Reason? What? No, sorry, there is none of that here.
This started out as an the iPod shuffle challenge. For those of you who are unaware, that's when you choose a subject, character, or fandom to write for, then grab your iPod, set it to shuffle, and write to the first ten songs that pop up, in the time during which they play. I put a small twist on the challenge for myself: I was only going to use Ludo songs (hahaarentIsoclever). And, surprisingly, that worked out well. A little too well, actually; I was soon staring down two thousand plus words for just three songs. Needless to say, those words were not written in the span of the songs they were supposed to represent.
Now, that would be the point where most sane people would scrap the challenge, or just post the stories as their own, independent works and call it a day. I, however, am not most sane people (or even sane, really). I am, rather, an individual who is easily swept up in the exciting prospect of and just seems to love starting huge projects (that almost never get finished). That said, it's rather easily to see how my debating on if I should just toss the short (read: poorly written) bits I had created led to me saying to myself: "HAHAYEAHIT'SA GREAT IDEA TOWRITEALOTOFTHSEMOREMORE MORE". And yes, on paper, that sounds insane. However, you weren't there. You don't know what it was like (STOPJUDGINGME), and I'm damn persuasive when I scream ideas in my head at a speed that rivals a squirrel on crack.
Damn. Persuasive.
Mild self deprecation aside, I decided that, rather than do something sane with the stories I had, that I would make a collection of stories for HiNaBN which included a piece written to every single Ludo song I could get my hands on (which about forty-five, if you're wondering (but that's including a few songs that span less than two minutes)).
Is this a good idea? No, not really. Is it going to be interesting? Probably. Is it going to be entertaining? It might be. Is it going to advance my understanding of the characters in the comic? I sincerely hope so. But, regardless of how this turns out, it's going to turn out.
So, keeping in mind that I'm not expecting anything phenomenal to come of this, and that some of these fics might not make sense without the song (I suggest pulling them up on YouTube if that does indeed wind up being the case), let's get this Hindenburg flying, shall we?
A big "thank you" to MissDomaYuset, who checked this over for me.
The Horror of Our Love
It wasn't often that the zombie displayed any kind of concern (he had rather taken to a quiet and regular stoicism over the previous decade he'd endured at both the hands of of rigor mortis and decay), but this moment seemed to be one that was separate from the norm: during its span, orange eyes were gazing out of one of the few impossibly small windows the apartment their host lived (ah, that... was decidedly not a word that should have been applied to the zombie or any zombie, really) with marked worry.

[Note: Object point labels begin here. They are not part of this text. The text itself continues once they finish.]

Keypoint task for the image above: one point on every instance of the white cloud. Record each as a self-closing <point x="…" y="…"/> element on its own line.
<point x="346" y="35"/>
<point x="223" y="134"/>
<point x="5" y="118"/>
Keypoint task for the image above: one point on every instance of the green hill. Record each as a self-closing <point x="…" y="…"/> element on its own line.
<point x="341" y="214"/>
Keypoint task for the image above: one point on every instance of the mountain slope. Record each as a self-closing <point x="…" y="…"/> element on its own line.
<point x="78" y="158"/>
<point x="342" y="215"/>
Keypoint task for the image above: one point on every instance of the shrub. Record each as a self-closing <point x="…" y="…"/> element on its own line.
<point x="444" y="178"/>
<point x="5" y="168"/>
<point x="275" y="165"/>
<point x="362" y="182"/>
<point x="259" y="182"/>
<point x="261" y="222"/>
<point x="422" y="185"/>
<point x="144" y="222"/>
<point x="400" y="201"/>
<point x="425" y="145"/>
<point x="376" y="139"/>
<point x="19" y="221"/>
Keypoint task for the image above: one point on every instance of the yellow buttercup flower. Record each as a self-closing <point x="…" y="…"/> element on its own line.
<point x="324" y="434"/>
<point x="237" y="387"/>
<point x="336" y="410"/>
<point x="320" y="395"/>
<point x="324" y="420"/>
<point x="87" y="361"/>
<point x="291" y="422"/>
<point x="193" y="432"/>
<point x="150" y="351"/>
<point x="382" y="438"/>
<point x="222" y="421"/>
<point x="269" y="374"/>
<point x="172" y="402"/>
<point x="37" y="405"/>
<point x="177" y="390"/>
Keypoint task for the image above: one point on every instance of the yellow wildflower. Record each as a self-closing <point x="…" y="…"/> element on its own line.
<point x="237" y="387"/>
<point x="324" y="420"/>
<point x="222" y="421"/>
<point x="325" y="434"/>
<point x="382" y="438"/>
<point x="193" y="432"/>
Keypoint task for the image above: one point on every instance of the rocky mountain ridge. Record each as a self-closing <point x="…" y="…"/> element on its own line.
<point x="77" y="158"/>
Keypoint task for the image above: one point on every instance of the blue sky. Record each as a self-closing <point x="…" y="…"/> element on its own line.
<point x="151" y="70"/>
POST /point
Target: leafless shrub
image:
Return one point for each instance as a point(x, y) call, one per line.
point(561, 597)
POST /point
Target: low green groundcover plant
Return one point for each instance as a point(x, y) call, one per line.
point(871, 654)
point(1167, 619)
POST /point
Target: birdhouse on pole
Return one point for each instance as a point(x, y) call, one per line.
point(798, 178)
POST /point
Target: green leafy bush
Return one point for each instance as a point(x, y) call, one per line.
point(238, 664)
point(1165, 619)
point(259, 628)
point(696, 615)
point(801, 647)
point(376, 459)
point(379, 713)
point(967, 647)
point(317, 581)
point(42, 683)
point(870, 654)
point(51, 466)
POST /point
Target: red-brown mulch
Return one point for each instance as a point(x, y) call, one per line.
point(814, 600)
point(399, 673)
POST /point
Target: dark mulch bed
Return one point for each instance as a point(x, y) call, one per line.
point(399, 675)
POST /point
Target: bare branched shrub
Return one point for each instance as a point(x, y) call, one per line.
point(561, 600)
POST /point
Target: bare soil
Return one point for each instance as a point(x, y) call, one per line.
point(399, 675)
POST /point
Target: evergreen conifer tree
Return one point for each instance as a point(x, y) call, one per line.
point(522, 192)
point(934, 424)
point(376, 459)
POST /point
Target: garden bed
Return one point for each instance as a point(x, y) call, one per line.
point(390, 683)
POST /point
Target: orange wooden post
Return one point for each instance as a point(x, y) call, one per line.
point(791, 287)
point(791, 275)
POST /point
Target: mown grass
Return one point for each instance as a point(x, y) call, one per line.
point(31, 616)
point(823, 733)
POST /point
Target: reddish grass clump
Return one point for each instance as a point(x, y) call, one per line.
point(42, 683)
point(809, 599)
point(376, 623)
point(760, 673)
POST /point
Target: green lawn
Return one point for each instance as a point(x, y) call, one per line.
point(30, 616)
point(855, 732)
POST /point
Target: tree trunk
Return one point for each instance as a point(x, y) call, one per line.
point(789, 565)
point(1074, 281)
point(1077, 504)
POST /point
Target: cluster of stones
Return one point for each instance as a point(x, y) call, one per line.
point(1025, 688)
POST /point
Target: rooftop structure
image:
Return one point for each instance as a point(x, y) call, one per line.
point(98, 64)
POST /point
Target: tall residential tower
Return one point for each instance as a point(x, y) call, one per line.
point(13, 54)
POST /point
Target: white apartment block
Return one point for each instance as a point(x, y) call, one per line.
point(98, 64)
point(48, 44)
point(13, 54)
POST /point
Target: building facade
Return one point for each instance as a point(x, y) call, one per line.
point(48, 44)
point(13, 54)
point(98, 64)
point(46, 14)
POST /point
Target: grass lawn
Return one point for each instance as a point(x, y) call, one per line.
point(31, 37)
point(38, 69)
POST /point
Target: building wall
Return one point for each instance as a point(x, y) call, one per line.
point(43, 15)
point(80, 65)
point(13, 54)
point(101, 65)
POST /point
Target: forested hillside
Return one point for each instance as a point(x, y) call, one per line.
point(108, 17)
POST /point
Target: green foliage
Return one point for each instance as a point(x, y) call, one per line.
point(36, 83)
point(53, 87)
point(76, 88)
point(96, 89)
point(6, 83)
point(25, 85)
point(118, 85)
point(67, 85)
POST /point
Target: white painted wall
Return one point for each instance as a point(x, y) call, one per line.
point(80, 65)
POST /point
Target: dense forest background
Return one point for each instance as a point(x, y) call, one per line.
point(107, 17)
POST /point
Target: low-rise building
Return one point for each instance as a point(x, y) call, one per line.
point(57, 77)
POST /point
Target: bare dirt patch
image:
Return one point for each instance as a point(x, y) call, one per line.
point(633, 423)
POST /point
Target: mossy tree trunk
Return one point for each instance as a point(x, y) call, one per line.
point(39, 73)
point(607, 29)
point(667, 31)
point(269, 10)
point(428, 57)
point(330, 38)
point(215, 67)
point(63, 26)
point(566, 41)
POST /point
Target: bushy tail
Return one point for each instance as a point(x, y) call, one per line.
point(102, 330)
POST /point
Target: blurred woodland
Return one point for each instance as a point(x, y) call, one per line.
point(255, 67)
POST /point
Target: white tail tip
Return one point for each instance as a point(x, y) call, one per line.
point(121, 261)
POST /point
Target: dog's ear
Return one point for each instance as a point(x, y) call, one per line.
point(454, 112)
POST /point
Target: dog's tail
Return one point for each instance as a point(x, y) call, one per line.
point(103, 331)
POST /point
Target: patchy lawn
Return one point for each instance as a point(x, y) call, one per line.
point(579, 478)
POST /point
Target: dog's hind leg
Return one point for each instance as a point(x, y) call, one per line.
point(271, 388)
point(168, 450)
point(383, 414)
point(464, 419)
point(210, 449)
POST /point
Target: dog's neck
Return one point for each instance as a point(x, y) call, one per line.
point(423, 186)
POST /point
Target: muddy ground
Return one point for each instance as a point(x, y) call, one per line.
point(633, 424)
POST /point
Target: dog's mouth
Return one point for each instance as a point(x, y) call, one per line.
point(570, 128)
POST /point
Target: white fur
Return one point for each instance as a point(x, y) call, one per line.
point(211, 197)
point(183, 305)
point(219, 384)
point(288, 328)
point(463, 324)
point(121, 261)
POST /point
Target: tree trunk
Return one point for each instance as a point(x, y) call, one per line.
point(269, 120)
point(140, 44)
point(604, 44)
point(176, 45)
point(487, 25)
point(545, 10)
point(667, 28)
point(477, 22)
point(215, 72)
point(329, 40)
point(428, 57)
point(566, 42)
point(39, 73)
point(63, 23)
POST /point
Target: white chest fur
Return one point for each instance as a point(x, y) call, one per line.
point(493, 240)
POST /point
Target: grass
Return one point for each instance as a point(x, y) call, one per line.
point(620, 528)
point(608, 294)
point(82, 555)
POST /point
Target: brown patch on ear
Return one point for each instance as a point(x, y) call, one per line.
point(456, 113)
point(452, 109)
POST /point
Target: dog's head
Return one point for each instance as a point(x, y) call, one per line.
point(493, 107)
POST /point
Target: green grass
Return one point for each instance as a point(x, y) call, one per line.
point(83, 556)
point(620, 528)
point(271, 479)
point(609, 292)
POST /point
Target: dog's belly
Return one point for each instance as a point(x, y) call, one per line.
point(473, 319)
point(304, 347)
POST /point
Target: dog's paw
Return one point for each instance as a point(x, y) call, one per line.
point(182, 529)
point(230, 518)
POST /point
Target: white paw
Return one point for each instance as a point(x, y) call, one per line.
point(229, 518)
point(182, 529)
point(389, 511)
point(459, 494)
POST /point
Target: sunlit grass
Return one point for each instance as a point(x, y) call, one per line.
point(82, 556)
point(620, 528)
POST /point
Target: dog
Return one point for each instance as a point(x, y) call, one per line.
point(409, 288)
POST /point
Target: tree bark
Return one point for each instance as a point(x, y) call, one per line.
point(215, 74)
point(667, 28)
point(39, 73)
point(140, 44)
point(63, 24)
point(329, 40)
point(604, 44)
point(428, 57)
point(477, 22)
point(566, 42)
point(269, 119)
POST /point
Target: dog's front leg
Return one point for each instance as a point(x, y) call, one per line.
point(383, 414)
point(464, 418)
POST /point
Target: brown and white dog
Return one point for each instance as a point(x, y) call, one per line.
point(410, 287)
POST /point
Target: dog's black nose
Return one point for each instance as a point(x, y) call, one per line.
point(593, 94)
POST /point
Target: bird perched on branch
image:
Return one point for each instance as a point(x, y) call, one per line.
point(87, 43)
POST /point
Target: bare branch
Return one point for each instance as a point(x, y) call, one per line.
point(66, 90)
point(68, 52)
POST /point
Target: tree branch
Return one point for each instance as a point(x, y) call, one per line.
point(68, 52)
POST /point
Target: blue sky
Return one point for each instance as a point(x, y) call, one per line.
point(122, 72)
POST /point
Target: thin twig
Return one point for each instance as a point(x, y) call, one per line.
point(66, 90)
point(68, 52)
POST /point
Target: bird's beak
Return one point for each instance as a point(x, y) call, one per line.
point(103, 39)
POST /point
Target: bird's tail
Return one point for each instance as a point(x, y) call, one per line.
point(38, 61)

Occasionally, Andrew mused on what kind of life he might have had before he died. It wasn't often that he did so; he only took to such imaginings when he had absolutely nothing else to do. And, "having absolutely nothing else to do", with the partner he currently found himself working alongside, was a rare occurrence indeed.
Yet, when he did take to aforementioned imaginings, he saw... something.
A small, faint, fleeting something as he attempted to remember what he knew very well he could definitely not remember. But these shimmering slivers of what were either nightmares (which he very much doubted he could have, considering his lack of and outright inability to sleep) or memories, were foreboding enough to hamper Rudolph's desire to know who he had been beyond what they were previously. These stabbing, glaring somethings were enough to keep Kurt from gripping at them and the dirt tinged, adrenalin ensconced (blood doused, wait, no, was that... they weren't...?) nature they always managed to present; enough to keep him from meditating on them when he did so for just about everything else that had found it's way into his unlife.
Although to say he saw this something (or, rather, these somethings) in his mind's eye every time he thought about his intangible past would have been almost if not wholly inaccurate. Rather than a regular and vivid image, they were only occasional in their disruption of his thoughts, and, as one might have expected with it's irregularity, these somethings were fleeting. But, even given that they were fleeting, these somethings were more than enough to perturb the otherwise stoic zombie. And these somethings continued to be perturbing, if not upsetting or even disturbing, regardless of how many times they presented themselves and regardless of how intent he became in maintaining a straight face in their presence.
That said, when Hanna had asked his undead partner what he'd concluded from his musings during a particularly lazy winter morning (it was amazing how much snow could fall in just two nights; amazing more still how things, bodies, even, could get so impossibly and irrecoverably lost under that finite blanket of white), it wasn't incredibly surprising that Casimir had responded with a simple "nothing worth thinking about". And that answer was suffice enough to appease the bouncing redhead (who had immediately launched into a discussion on what kind of hot coco they should buy when the snow let up, and if it was rude to bum some off of Conrad "since, yanno, he can't like have it anymore").
But, as much as the simple statement might have appeased Hanna, Wapaheo found it in no way sufficient to mollify his own, repressed (though increasingly pressing) disquietude.